Elucidating the Mechanism of Uranium Mediated Diazene NN Bond Cleavage

Investigation into the reactivity of reduced uranium species toward diazenes has revealed key intermediates in the four-electron cleavage of azobenzene. Trivalent Tp*2U­(CH2Ph) (1a) (Tp* = hydrotris­(3,5-dimethylpyrazolyl)­borate) and Tp*2U­(2,2′-bpy) (1b) both perform the two-electron reduction of diazenes affording η2-hydrazido complexes Tp*2U­(AzBz) (2-AzBz) (AzBz = azobenzene) and Tp*2U­(BCC) (2-BCC) (BCC = benzo­[c]­cinnoline) in contrast to precursors of the bis­(Cp*) (Cp* = 1,2,3,4,5-pentamethylcyclopentadienide) ligand framework. The four-electron cleavage of diazenes to give trans-bis­(imido) species was possible by using Cp*U­(MesPDIMe)­(THF) (3) (MesPDIMe = 2,6-((Mes)­NCMe)2-C5H3N, Mes = 2,4,6-trimethylphenyl), which is supported by a highly reduced trianionic chelate that undergoes electron transfer. This proceeds via concerted addition at a single uranium center supported by both a crossover experiment and through addition of an asymmetrically substituted diazene, Ph-NN-Tol. Further investigation of 3 and its substituted analogue, Cp*U­(tBu-MesPDIMe)­(THF) (3-tBu) (tBu-MesPDIMe = 2,6-((Mes)­NCMe)2-p-C­(CH3)3-C5H2N), with benzo­[c]­cinnoline, revealed that the four-electron cleavage occurs first by a single electron reduction of the diazene with the redox chemistry performed solely at the redox-active pyridine­(diimine) to form dimeric [Cp*U­(BCC)­(MesHPDIMe)]2 (5) and Cp*U­(BCC)­(tBu-MesPDIMe) (6). While a transient pyridine­(diimine) triplet diradical in the formation of 5 results in H atom abstraction and p-pyridine coupling, the tert-butyl moiety in 6 allows for electronic rearrangement to occur, precluding deleterious pyridine-radical coupling.
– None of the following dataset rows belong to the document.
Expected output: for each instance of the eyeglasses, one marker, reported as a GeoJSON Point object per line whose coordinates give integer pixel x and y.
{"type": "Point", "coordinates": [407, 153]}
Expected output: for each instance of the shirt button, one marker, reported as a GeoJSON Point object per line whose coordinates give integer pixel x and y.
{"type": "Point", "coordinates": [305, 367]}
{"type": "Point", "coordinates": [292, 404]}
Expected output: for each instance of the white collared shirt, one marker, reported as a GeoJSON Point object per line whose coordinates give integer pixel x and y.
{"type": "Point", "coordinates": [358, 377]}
The monomeric analogue of 5, Cp*U­(BCC)­(MesPDIMe) (7), was synthesized via salt metathesis from Cp*UI­(MesPDIMe) (3-I). All complexes have been characterized by 1H NMR and electronic absorption spectroscopies, X-ray diffraction, and, where pertinent, EPR spectroscopy. Further, the electronic structures of 3-I, 5, and 7 have been investigated by SQUID magnetometry.